Is aggregate usage even a meaningful metric?
It tells you the MTBF for right now, but it's not useful to predict MTTF unless you know the shape of the bathtub curve. It takes a few years to build that curve.
One you see the error rate start to rise, it can be effective to fit to the expected curve shape, but not always. Crystal balls are unreliable.
The bathtub curve is real, and if you follow BackBlaze tips, they show that years 2-4 are usually exceptional in terms of reliability.
My recommendation is to buy the NAS/SAN/POD/Whatever and spin it up for 3 months, then put it into production and then wait 42 months. After that, start planning and when the next drive fails in the 42-48 month range, start the purchasing process (depending on lead time needed), get it installed, wait 3 months to get early failures out of the way than transfer data
Also, how do you account for bad batches/production runs or do they always show up during initial 3 month period?
The bathtub curve is real
This Backblaze report, previous Backblaze reports, and the Google logitudinal disk reliability study [googleusercontent.com], have all found that the "bathtub curve" is a myth. HDDs do not have high early failure rates, nor does the failure rate suddenly rise after a set period of time.

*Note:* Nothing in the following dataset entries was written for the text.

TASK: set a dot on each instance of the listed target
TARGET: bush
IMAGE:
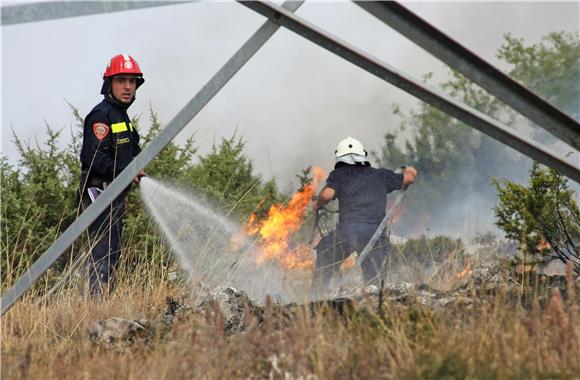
(39, 194)
(545, 211)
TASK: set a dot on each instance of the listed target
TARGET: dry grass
(497, 338)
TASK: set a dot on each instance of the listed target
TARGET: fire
(397, 213)
(467, 271)
(282, 221)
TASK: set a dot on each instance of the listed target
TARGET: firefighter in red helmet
(110, 142)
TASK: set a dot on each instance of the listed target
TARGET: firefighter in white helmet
(361, 191)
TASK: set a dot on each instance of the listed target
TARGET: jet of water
(203, 241)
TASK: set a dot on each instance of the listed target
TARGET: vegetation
(39, 195)
(495, 338)
(454, 160)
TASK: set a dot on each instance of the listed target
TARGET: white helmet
(350, 146)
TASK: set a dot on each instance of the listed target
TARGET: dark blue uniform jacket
(110, 142)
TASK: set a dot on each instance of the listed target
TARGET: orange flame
(397, 213)
(467, 271)
(279, 226)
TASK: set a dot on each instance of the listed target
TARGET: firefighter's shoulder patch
(101, 130)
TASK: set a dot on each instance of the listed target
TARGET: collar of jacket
(341, 164)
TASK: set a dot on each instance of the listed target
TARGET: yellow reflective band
(119, 127)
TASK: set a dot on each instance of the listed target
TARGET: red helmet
(122, 64)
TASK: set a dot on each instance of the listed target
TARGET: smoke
(212, 250)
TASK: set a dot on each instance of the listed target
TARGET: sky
(292, 102)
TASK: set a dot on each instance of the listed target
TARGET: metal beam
(460, 111)
(476, 69)
(50, 10)
(192, 108)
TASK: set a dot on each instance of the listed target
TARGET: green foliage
(39, 194)
(425, 251)
(455, 160)
(226, 177)
(544, 210)
(38, 199)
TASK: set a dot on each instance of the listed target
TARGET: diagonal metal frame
(192, 108)
(459, 110)
(34, 12)
(476, 69)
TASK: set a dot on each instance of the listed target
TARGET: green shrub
(545, 210)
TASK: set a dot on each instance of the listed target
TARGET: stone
(117, 331)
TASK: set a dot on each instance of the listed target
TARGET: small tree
(545, 211)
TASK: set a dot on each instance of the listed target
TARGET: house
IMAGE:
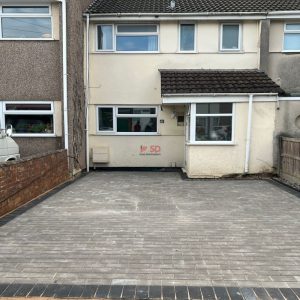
(191, 84)
(41, 84)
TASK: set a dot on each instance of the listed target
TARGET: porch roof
(191, 6)
(178, 82)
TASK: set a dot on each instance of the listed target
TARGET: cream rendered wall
(217, 161)
(123, 78)
(134, 79)
(125, 151)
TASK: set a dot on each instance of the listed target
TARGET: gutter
(65, 74)
(197, 15)
(87, 92)
(218, 94)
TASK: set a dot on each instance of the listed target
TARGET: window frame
(195, 37)
(193, 117)
(113, 39)
(26, 15)
(240, 38)
(29, 112)
(285, 30)
(116, 34)
(116, 115)
(114, 119)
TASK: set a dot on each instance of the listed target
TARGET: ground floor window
(29, 118)
(211, 123)
(127, 120)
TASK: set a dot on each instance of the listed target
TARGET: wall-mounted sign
(150, 150)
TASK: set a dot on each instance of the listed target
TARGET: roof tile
(217, 81)
(191, 6)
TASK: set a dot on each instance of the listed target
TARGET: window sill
(211, 144)
(291, 51)
(231, 51)
(187, 52)
(34, 135)
(24, 39)
(126, 52)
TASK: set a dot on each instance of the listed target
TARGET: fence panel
(289, 168)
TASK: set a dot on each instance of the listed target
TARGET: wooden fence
(289, 163)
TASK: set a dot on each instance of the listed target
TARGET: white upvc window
(212, 123)
(127, 120)
(29, 118)
(25, 22)
(230, 37)
(128, 38)
(291, 37)
(187, 37)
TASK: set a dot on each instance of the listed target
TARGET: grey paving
(156, 229)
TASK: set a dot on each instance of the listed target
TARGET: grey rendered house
(41, 83)
(202, 85)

Another myth that these studies have debunked is that HDDs do better if kept cool. Actually, failure rates are lower for disks kept at the higher end of the rated temperatures. This is one reason that Google runs "hot" datacenters today, with amb
Yes, aggregate usage is a meaningful metric, if you know what it defines. MTBF can be tricky, in many cases it is converted to Annualized failure rate (AFR) [wikipedia.org] to obtain a meaningful metric.
However, it makes no sense to employ metrics based on an exponential distribution model (which does not have memory) to compare different sets of disks. In particular, the summary says 13.6 percent of one older model of Seagate 4TB disk failed in 2016... If such drives are older (and thus present a longer uptime) their age
In other news, in 2062 they will have time travel, otherwise how could you possibly know that just-released 8TB drive would last 45 years?

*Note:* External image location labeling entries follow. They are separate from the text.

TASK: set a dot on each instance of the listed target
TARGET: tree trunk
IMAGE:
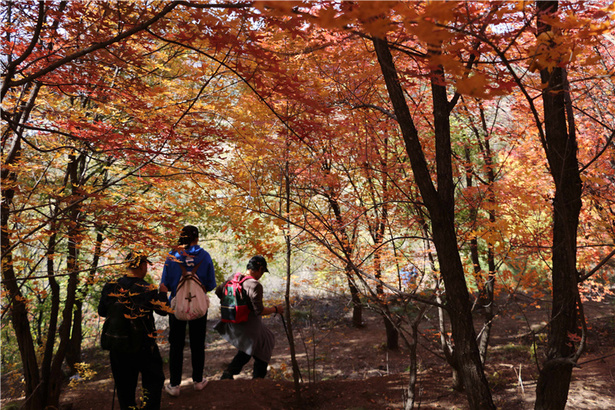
(357, 307)
(561, 149)
(440, 204)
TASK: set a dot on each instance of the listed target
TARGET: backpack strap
(189, 275)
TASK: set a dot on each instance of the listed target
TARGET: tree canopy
(469, 142)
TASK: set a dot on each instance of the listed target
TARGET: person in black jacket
(141, 299)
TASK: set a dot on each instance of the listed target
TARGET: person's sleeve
(255, 293)
(208, 276)
(160, 303)
(165, 274)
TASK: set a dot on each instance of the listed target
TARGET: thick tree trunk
(561, 149)
(440, 204)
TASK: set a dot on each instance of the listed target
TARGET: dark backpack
(234, 306)
(122, 330)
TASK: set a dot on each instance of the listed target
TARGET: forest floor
(350, 368)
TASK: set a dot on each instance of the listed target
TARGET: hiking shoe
(172, 390)
(200, 385)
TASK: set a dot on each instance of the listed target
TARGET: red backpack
(234, 304)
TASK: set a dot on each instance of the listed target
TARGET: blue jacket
(172, 272)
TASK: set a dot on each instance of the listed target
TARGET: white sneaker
(200, 385)
(172, 390)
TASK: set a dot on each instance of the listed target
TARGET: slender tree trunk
(561, 149)
(440, 204)
(355, 296)
(18, 308)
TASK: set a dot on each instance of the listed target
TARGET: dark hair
(257, 262)
(188, 235)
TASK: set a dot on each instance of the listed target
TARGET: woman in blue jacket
(189, 255)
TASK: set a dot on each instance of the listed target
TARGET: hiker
(251, 337)
(140, 298)
(189, 257)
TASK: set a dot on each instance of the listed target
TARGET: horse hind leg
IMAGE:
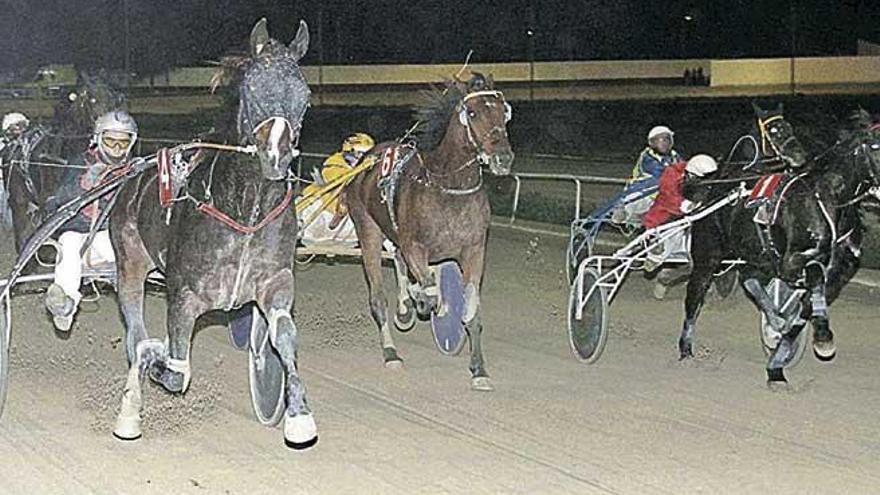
(128, 421)
(823, 338)
(472, 273)
(698, 285)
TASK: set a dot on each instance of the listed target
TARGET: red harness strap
(213, 212)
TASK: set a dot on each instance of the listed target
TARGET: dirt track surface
(638, 422)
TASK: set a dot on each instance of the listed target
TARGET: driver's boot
(61, 306)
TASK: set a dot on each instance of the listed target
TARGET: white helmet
(701, 165)
(659, 130)
(14, 118)
(115, 135)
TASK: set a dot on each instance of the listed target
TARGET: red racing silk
(669, 198)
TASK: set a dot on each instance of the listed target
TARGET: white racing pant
(69, 265)
(676, 248)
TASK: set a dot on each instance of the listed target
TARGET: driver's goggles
(121, 143)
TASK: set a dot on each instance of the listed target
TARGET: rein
(212, 211)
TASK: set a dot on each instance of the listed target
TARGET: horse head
(777, 137)
(77, 111)
(484, 114)
(865, 149)
(273, 97)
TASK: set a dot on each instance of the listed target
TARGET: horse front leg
(371, 237)
(823, 338)
(174, 372)
(759, 296)
(698, 285)
(405, 316)
(427, 297)
(276, 301)
(472, 265)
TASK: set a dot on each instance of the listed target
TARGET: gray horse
(229, 241)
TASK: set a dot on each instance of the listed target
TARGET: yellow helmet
(358, 143)
(336, 160)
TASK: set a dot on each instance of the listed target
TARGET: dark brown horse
(429, 200)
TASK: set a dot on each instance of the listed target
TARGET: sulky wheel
(769, 341)
(725, 285)
(588, 334)
(266, 373)
(580, 247)
(446, 321)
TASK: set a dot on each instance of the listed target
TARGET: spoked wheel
(588, 334)
(579, 248)
(780, 293)
(266, 372)
(724, 285)
(446, 323)
(4, 352)
(770, 346)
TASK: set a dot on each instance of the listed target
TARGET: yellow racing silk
(334, 166)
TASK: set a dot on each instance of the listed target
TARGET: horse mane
(227, 79)
(434, 114)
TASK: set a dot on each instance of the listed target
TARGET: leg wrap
(181, 366)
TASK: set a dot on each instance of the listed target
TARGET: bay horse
(230, 238)
(811, 242)
(37, 161)
(432, 204)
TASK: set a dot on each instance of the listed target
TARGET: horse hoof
(172, 381)
(482, 384)
(128, 428)
(685, 350)
(394, 364)
(776, 376)
(659, 291)
(404, 322)
(300, 432)
(824, 351)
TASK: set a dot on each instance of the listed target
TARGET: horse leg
(698, 285)
(428, 296)
(763, 301)
(370, 237)
(823, 337)
(405, 316)
(132, 266)
(472, 265)
(174, 372)
(276, 301)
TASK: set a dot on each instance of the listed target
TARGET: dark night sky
(90, 33)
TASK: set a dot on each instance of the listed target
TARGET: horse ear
(259, 37)
(300, 44)
(760, 112)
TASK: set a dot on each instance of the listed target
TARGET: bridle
(768, 144)
(464, 118)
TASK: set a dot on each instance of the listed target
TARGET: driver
(651, 163)
(325, 225)
(113, 138)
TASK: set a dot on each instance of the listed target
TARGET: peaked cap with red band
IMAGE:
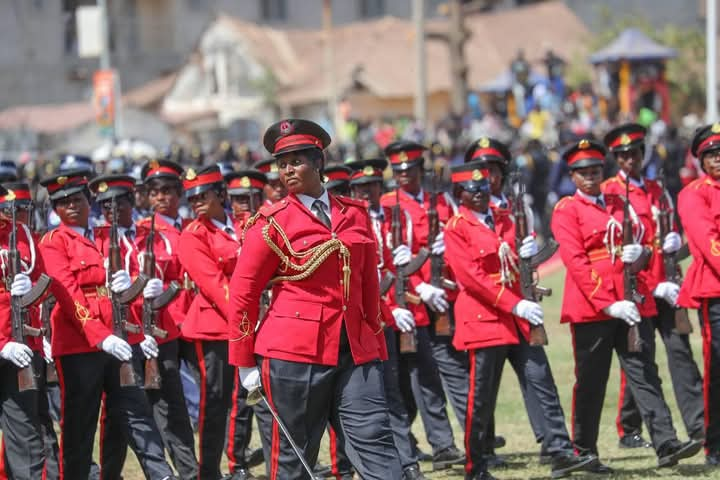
(625, 137)
(706, 139)
(65, 184)
(489, 150)
(293, 135)
(196, 182)
(106, 187)
(404, 154)
(584, 153)
(18, 192)
(367, 171)
(160, 169)
(243, 182)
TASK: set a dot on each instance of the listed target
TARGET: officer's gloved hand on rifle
(672, 242)
(624, 310)
(631, 252)
(528, 248)
(117, 347)
(153, 288)
(17, 353)
(530, 311)
(668, 291)
(149, 347)
(438, 246)
(249, 377)
(433, 296)
(401, 255)
(404, 320)
(120, 281)
(21, 285)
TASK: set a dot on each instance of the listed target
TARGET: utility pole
(420, 106)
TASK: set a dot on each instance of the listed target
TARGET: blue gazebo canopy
(632, 45)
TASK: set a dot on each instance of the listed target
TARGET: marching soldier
(87, 353)
(493, 322)
(208, 251)
(318, 352)
(406, 160)
(627, 144)
(589, 230)
(699, 207)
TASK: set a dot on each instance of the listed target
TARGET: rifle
(443, 324)
(670, 260)
(120, 301)
(151, 307)
(630, 275)
(408, 342)
(528, 275)
(20, 327)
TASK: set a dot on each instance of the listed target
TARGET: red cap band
(295, 140)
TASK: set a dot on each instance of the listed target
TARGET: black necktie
(318, 209)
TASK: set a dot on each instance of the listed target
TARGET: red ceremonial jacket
(209, 255)
(593, 280)
(483, 309)
(304, 320)
(699, 207)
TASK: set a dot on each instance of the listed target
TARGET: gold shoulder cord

Is aggregate usage even a meaningful metric?
I find it hard to believe. It isn't measuring 45 years worth of things like metal fatigue, material decay or degeneration, wear and tear etc.

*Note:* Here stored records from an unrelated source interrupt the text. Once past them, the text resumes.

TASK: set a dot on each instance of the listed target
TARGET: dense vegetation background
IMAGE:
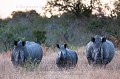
(74, 26)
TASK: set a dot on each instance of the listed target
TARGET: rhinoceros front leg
(90, 60)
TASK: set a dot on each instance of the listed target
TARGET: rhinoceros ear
(65, 45)
(92, 39)
(103, 40)
(23, 43)
(57, 45)
(15, 43)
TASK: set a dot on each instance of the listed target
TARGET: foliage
(76, 7)
(95, 25)
(40, 36)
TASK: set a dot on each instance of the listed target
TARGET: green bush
(95, 25)
(40, 36)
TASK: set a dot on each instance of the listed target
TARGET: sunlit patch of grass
(47, 68)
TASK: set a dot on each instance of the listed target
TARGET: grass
(48, 69)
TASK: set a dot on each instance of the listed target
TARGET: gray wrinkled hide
(106, 51)
(66, 57)
(30, 51)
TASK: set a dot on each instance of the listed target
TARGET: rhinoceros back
(33, 51)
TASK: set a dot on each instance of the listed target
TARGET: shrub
(40, 36)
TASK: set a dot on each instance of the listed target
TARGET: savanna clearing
(48, 69)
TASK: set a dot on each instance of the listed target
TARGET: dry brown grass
(48, 70)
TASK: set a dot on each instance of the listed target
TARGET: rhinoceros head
(18, 53)
(97, 48)
(63, 52)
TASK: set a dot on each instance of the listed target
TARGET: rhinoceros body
(100, 51)
(26, 51)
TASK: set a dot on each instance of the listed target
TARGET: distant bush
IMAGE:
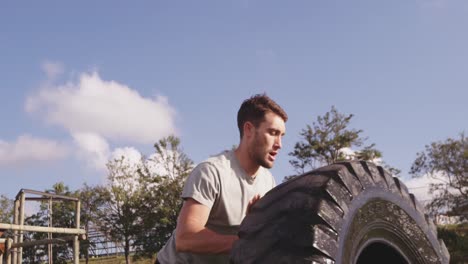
(456, 239)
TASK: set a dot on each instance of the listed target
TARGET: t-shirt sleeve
(202, 185)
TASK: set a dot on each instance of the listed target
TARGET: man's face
(266, 140)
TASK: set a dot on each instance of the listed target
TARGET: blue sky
(82, 79)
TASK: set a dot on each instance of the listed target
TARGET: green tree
(448, 162)
(162, 181)
(6, 210)
(92, 201)
(118, 218)
(323, 143)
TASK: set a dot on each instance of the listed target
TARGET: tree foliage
(6, 209)
(92, 200)
(118, 219)
(448, 162)
(324, 142)
(162, 182)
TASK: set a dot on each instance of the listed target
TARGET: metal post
(16, 232)
(76, 243)
(21, 223)
(8, 250)
(49, 235)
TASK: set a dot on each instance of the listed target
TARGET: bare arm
(192, 235)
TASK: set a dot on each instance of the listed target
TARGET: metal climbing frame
(14, 248)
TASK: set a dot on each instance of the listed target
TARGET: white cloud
(106, 108)
(27, 149)
(420, 187)
(52, 69)
(93, 148)
(132, 157)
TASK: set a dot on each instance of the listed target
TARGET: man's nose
(278, 143)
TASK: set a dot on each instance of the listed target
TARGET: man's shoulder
(219, 159)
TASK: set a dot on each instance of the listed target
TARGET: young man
(220, 191)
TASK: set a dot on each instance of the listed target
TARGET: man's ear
(249, 129)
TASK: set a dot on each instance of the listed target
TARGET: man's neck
(245, 162)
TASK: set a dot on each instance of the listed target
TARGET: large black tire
(350, 212)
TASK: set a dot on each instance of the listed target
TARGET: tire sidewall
(377, 209)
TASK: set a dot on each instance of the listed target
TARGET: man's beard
(258, 156)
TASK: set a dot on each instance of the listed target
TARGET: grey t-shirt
(221, 184)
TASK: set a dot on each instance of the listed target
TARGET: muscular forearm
(204, 241)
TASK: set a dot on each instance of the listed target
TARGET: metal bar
(21, 222)
(59, 240)
(15, 233)
(9, 240)
(39, 199)
(76, 243)
(46, 195)
(44, 229)
(49, 235)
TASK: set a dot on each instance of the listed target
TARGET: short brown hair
(254, 110)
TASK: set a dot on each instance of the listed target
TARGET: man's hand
(193, 236)
(252, 202)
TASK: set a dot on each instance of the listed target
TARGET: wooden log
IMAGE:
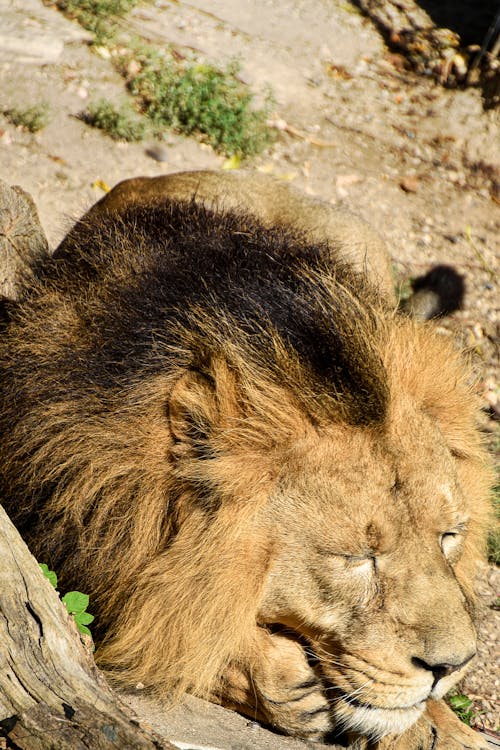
(440, 52)
(51, 694)
(22, 240)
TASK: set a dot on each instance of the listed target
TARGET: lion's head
(214, 433)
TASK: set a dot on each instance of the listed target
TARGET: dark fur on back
(256, 339)
(157, 272)
(159, 290)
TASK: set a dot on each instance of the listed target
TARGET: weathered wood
(51, 694)
(22, 239)
(437, 51)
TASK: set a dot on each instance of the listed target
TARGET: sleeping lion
(214, 422)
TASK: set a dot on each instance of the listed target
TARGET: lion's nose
(440, 670)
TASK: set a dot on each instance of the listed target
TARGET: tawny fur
(142, 443)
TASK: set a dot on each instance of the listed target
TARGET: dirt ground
(420, 162)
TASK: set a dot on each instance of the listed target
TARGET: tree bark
(22, 239)
(51, 694)
(438, 51)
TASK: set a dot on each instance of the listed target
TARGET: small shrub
(75, 602)
(463, 706)
(97, 16)
(194, 98)
(494, 535)
(33, 118)
(120, 124)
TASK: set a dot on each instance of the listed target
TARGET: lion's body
(225, 435)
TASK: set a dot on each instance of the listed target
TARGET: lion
(214, 421)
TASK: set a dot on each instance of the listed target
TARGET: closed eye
(450, 542)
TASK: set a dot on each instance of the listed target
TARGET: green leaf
(75, 602)
(83, 629)
(83, 618)
(460, 702)
(50, 575)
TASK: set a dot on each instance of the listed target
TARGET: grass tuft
(199, 99)
(33, 118)
(494, 534)
(121, 124)
(97, 16)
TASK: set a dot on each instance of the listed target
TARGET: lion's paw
(290, 694)
(438, 729)
(279, 688)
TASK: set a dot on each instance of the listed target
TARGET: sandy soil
(419, 162)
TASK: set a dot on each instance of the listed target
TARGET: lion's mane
(89, 461)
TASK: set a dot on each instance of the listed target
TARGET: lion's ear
(192, 413)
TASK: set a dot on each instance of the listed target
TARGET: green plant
(463, 706)
(198, 98)
(494, 534)
(32, 118)
(75, 602)
(98, 16)
(120, 124)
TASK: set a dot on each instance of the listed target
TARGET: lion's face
(368, 529)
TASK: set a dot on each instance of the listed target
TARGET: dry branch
(51, 694)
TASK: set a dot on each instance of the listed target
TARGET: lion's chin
(372, 721)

What its really saying is that early failures are at a very low rate; they've measured lots of disks for a few years and can show that these disks don't typically fail in the first few years of use. Totally different from saying that one of these disks can last 45 years of continuous use. To represent it as that seems like something doomed to litigation.
Real article (Score:4, Informative)
Arstechnica just borderline copy&pasting from the source. See the actual article at: https://www.backblaze.com/blog... [backblaze.com]
Shame on Arstechnica for not even bothering to link their source material.
Yes, Why the resistance to publishing the URL to the original article? Does ARS pay kickbacks?
The figure is meaningless. (Score:2)
45 years spread over a bunch of drives without a failure doesn't mean that we can expect any individual drive to last 45 years.
The number of times I've bought new drives because I needed increased capacity far exceeds the number of times I've had to replace a failed drive.
I had to replace a couple 2TB Seagate drives before I needed more capacity. Of course I replaced them with bigger drives but could have gone years with the existing capacity had the drives continued operation without difficulty. This model also had a very high failure rate in older Backblaze reports.
These numbers do, however, suggest that you can expect a very low failure rate of those drives within the first year (less than 2.2%). And realistically, you'll probably get far more than that under similar conditions.
45 years (Score:2)
Aggregate years are not years.
"Nine women can't make a baby in one month."
"Nine women can't make a baby in one month."
Well... some people will tell you that babies are created at the time of conception...
Seagate still sucks. (Score:2)
In a server, always on environment these are great numbers but in power conservative desktops/home NAS situations I'd love to see CSS numbers. Again though, Seagate still sucks.